そういえば今日は休む間もなかったし、さっき野菜ジュース飲んだし。
「あんま関係ないか」
余計なこと考えてたら、尿意が強くなってきた。



Melt into Dream(その2)

another view 鷹見沢菜月


「はぁー」
店内に一人残され、大きなため息をつく。
「やだ・・・なんで緊張しちゃってるんだろ・・・」
達哉とバイトなんて何年もやってきたこと。二人だけで後片付けなんて珍しいことでもなんでもなかった。
それが最近、どうも変わってきた。

フィーナと付き合ってからの達哉は楽しそうだ。でもそれでも自分にもちゃんと今までのように接してくれている。
二人のお祝いの時も、そんな達哉だったからこそ心から祝うことができた。筈だった。

それなのに、自分の中で感情が抑えられなくなってきている。
今までずっと抑えていた感情。
それが叶えることができないと知って、あからさまに以前よりも欲する気持ちが昴ぶってきている。
達哉とフィーナを頭では認めつつも、それ故に強まる想い。

「もう、無理だってわかってることなのに・・・」

泣きそうな顔で、テーブルにもたれ込む。そこはさっきまで達哉が座っていた席。

「達哉・・・」

拭きあげたばかりのテーブルに、一滴の涙が零れた。

another view end



Melt into Dream(その3)

「うー、トイレトイレー」

トイレに駆け込む俺は、至って普通の高校生。
別に変わっているところはそうないと思っている。

と、トイレの前の小さな椅子に腰掛けている仁さんを発見。

「なにしてるんですか、こんなところで。おやっさんが探していましたよ」

だが今の仁さんはなんか普段と違う。まるでそんなことはどうでもいいと言わんばかりの態度だ。それどころか聞こえてのいないかも知れない。
そんな仁さんを無視してトイレに行こうとする。が、何故か視線が仁さんから離れない。
視線がぶつかる。
真っすぐな目で見つめられて、顔を逸すことさえできなくなる。

自分と同じウェイターの制服を着ている仁さん。
そしておもむろに制服のボタンに手をかけると、一つ一つそれを外しはじめた。

変態な発言ばかりする仁さんだが、口さえ開かなければ顔は控えめに言っても美形だ。
実際、店にくる女性客からもチヤホヤされてたりする。
そう思うと、かなりのいい男なのかもしれない。
改めてそんなことを思う。

そして、仁さんが口を開く。

「やらないか」

・・・

「アッー!?」
布団から飛び起きる。時間はちょうど6時。夏休みというのに自然といつもの時間に起きる。

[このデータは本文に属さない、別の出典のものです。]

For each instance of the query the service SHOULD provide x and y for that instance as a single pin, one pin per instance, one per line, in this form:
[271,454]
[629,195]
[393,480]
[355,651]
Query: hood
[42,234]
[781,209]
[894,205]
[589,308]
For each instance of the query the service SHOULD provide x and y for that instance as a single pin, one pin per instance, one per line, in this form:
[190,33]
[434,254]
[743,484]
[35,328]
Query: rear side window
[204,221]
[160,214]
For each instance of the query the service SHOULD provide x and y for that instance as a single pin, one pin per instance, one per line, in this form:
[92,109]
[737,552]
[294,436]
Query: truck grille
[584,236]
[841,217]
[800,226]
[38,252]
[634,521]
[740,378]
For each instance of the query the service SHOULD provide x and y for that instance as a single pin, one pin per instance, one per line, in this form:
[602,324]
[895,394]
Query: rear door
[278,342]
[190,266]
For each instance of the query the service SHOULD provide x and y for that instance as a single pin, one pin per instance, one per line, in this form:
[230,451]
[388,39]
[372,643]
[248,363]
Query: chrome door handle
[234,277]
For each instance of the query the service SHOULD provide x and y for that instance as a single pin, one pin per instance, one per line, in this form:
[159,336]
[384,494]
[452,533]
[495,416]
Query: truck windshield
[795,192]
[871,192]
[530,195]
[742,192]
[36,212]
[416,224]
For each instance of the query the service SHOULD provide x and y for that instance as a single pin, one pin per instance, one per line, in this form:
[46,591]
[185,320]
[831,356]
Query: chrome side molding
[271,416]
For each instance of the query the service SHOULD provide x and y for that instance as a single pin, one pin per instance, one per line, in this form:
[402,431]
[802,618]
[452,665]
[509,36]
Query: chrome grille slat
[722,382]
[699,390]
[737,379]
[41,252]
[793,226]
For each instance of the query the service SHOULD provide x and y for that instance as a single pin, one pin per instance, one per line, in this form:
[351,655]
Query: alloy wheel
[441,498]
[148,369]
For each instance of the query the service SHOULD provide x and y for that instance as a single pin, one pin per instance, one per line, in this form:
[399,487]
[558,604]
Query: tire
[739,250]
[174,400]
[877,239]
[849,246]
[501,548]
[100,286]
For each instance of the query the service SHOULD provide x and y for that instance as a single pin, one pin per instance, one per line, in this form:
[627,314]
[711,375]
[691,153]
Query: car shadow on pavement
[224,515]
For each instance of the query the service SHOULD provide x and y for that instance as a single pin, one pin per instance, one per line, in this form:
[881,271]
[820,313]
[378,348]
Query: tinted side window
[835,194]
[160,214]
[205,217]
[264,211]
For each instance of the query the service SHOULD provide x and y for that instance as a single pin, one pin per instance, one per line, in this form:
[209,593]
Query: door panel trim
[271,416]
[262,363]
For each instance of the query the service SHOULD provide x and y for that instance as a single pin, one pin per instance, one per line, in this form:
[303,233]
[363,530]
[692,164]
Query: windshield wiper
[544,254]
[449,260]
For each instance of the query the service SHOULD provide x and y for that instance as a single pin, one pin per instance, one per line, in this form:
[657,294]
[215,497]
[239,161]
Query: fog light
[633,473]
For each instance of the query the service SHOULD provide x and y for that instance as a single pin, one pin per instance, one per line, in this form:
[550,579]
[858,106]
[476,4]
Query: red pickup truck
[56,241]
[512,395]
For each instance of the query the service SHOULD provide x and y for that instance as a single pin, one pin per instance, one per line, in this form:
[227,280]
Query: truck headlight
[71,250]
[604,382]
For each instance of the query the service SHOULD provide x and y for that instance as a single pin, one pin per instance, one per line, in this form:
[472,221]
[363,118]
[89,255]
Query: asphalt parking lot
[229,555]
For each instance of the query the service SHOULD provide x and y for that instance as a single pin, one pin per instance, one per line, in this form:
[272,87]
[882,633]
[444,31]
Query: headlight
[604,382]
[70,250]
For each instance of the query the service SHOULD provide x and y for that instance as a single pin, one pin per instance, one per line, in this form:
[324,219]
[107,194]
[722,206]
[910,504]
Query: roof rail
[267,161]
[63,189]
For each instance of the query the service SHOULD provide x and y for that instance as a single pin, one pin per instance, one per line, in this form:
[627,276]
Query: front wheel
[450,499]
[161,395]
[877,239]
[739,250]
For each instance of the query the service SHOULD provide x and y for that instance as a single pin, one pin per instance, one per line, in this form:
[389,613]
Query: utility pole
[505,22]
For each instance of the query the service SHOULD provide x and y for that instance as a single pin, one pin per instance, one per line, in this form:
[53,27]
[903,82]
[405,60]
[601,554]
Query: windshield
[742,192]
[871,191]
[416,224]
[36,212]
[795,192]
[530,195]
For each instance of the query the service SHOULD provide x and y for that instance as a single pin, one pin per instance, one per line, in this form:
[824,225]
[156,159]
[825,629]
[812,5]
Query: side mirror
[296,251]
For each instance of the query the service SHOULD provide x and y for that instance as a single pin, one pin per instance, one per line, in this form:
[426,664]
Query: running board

飛び起きて、布団が払われる。と同時に下半身がすがすがしい。というより涼しい。ようやく気付いた。
ぱ ん つ は い て な ( r y part2
急いでパンツをはく。

「・・・なんだか嫌な夢をみたような」
どんな夢だったか。それは思い出せない、というか思い出さない方がいいような気がする。
とりあえず、確か昨日は麻衣とフィーナのことだけは考えないようにしようとして・・・あれ、なんでだっけ?いつもはフィーナのこと考えて寝てるじゃん。
しかも何故かちゃんと夢の中には麻衣もフィーナも出てこなかった気がする。

それで思い出してしまった。昨日の麻衣とのこと。
突然フィーナに対する罪悪感が沸く。

・・・もう仕方ない。あれは「事故」だ。たまたま起こった不遇な出来事に過ぎない。
そう言い訳をした。それはフィーナに、そして自分に。

これ以上考えると泥沼にはまりそうな気がしたので、少し早いが一階に降りることにした。